Boutros-Ghali proposed sending the representative to comply with his obligations under a General Assembly resolution first passed in 1980 and reaffirmed most recently last year.

The resolution was titled “University of Jerusalem ‘Al-Quds’ for Palestine Refugees.” Al-Quds is the Arabic name for Jerusalem.

Israel has annually voted against the measure and turned down requests by U.N. representatives to visit and conduct feasibility studies for the university. As a result, it has been regularly condemned at General Assembly sessions for its “obstructionist” attitude in the matter.

The suggested visit “would not serve any useful purpose,” Gad Yaacobi, Israel’s permanent representative to the United Nations, wrote in a letter to the secretary-general.

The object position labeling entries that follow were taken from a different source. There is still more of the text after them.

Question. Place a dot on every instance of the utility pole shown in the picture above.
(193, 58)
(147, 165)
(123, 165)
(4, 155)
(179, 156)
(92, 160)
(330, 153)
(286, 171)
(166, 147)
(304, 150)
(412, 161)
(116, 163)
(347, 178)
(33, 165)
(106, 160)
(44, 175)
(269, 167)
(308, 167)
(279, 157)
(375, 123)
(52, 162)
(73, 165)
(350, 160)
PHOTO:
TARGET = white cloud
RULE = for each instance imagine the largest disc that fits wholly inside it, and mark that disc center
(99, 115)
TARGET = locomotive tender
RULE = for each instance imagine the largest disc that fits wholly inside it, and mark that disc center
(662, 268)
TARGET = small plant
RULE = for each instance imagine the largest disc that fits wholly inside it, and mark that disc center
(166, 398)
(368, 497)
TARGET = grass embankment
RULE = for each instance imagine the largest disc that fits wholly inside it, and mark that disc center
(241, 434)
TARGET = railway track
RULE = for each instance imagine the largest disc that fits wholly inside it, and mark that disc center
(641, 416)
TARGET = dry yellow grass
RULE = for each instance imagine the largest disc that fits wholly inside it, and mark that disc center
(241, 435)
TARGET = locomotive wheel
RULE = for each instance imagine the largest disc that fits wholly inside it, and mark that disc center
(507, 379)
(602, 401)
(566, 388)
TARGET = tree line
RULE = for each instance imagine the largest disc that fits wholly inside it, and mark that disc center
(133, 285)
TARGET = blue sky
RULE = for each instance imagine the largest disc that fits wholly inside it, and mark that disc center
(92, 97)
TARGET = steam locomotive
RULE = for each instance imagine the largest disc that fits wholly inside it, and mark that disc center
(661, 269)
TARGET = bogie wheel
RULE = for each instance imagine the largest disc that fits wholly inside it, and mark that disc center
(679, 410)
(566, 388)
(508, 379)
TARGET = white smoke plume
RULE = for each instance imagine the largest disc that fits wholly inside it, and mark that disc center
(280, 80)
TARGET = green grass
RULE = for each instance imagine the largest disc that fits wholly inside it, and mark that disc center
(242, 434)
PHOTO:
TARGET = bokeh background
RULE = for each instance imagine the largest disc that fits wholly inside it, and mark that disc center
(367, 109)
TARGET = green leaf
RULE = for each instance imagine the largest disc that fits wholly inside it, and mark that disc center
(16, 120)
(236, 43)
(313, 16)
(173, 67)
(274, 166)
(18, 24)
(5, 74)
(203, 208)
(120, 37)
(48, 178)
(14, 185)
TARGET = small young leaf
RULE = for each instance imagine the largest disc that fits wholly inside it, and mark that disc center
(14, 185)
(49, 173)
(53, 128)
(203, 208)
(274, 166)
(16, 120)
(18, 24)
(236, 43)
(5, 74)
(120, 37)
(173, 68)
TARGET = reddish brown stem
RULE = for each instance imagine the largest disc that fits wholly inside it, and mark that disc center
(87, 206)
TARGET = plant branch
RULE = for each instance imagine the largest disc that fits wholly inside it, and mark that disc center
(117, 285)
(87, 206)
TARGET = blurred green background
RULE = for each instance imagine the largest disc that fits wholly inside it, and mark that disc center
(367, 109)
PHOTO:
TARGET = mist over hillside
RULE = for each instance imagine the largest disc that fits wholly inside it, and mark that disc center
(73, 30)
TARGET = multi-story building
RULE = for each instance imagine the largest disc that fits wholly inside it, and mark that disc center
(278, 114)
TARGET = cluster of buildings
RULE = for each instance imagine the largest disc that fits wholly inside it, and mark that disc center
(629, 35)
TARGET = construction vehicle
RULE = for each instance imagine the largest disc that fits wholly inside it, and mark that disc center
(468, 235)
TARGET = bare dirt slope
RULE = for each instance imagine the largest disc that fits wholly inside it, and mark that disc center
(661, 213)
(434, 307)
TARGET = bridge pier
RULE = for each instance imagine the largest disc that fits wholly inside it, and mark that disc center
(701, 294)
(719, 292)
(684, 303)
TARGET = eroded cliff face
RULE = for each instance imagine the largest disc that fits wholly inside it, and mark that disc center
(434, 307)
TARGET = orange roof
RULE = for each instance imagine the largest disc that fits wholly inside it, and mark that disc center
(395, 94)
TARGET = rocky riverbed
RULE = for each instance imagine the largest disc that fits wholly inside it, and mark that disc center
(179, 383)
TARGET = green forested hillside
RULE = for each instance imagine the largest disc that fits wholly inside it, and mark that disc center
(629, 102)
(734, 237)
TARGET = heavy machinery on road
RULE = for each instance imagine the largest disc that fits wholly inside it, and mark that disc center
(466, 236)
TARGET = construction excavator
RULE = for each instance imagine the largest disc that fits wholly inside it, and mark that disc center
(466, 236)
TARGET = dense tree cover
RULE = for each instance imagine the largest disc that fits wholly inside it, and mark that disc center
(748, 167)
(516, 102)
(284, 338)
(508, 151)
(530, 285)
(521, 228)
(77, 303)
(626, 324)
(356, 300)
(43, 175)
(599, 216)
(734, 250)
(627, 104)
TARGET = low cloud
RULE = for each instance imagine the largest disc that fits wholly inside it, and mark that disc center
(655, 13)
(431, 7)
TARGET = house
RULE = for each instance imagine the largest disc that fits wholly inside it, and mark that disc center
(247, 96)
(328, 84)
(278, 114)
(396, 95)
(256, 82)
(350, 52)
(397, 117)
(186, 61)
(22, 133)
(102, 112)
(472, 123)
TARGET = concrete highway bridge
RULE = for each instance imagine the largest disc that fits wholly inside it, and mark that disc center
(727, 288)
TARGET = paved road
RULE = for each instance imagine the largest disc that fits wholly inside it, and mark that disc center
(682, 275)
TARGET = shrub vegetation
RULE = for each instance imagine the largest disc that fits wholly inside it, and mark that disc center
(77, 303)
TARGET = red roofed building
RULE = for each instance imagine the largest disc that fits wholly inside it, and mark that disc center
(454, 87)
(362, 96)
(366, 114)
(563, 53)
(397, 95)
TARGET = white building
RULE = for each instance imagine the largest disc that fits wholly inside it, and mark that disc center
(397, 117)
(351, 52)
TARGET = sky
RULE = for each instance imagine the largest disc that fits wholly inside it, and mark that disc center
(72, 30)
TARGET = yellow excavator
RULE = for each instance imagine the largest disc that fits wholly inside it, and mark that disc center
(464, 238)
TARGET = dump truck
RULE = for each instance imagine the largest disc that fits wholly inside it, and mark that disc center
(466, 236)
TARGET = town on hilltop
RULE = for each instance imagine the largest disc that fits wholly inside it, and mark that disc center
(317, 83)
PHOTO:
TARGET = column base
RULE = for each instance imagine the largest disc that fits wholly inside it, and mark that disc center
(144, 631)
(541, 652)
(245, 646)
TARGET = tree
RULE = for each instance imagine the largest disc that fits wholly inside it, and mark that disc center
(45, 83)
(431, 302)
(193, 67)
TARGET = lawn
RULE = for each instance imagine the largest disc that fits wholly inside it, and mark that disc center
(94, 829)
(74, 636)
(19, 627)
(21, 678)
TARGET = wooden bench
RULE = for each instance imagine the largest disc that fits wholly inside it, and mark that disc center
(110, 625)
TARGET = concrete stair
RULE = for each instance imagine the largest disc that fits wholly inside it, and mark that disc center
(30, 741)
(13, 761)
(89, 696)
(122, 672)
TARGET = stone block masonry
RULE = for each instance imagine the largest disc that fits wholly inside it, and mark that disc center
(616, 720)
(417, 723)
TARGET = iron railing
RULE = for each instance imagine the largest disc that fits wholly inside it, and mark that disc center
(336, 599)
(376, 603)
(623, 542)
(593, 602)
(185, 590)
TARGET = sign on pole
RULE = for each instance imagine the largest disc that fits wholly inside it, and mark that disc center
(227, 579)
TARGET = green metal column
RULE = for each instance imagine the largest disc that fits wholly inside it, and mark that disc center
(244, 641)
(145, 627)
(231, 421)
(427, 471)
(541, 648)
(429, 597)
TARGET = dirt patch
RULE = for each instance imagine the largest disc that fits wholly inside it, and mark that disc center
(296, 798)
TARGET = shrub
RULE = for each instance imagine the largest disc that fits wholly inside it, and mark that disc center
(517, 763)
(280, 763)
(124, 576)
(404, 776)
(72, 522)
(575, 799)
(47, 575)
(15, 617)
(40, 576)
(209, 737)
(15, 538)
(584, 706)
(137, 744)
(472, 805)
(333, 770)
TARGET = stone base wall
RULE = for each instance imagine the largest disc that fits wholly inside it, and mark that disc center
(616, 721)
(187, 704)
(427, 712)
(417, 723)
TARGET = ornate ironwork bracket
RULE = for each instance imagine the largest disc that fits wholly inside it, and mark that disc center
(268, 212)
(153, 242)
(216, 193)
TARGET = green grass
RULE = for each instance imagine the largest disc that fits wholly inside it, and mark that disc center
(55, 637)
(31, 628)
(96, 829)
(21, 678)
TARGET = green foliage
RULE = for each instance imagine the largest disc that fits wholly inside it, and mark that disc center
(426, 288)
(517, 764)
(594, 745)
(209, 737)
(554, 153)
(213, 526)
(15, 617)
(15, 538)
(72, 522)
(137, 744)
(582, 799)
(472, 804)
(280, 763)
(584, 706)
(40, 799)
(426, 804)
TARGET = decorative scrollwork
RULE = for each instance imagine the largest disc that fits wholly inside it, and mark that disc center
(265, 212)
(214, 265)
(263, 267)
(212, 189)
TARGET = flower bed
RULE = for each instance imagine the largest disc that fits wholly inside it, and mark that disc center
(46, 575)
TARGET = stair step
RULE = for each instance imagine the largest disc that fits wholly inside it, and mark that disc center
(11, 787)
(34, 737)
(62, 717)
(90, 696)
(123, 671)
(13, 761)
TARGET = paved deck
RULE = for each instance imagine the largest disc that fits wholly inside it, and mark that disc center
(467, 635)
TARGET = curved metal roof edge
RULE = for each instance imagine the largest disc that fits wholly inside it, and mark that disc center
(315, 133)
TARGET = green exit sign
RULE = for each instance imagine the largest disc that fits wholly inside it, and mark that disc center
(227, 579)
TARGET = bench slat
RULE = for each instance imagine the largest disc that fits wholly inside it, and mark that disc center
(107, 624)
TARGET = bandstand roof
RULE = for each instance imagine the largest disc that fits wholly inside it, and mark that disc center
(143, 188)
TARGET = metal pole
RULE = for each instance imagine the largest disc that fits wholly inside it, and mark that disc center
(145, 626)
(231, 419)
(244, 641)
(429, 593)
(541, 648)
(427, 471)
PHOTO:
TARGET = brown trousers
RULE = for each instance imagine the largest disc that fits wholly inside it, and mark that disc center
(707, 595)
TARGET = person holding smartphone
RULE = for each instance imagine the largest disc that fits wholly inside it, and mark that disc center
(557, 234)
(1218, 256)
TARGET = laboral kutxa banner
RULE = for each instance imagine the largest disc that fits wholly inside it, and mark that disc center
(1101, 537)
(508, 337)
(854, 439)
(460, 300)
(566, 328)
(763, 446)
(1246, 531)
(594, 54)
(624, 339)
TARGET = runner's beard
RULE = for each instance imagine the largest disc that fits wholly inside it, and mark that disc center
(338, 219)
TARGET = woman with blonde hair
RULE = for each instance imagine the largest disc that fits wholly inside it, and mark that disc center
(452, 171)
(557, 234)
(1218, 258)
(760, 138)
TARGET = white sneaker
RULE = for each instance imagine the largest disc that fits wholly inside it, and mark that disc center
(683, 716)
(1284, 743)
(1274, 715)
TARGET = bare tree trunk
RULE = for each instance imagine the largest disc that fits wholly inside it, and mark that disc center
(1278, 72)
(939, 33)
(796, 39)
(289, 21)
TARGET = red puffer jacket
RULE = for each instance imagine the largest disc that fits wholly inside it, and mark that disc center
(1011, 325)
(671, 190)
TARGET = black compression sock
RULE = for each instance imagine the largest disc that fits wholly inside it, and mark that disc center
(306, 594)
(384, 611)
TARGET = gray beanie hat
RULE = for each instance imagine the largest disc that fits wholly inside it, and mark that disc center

Meanwhile, Israel has received an apology from the United Nations for the existence of official U.N. documents that list representatives of the Palestine Liberation Organization as delegates from a member nation.

The PLO has observer status at the world body and is not represented as a country.

Yaacobi gave as an example the June 19 edition of the Journal of the United Nations, which reported, “Statements were made by the representatives of Italy, the Sudan, Ukraine, the United States and Palestine.”

In a response, a U.N. official said that the instances specifically mentioned by Yaacobi “had been made inadvertently and that every effort would be made to avoid recurrences thereof in the future.”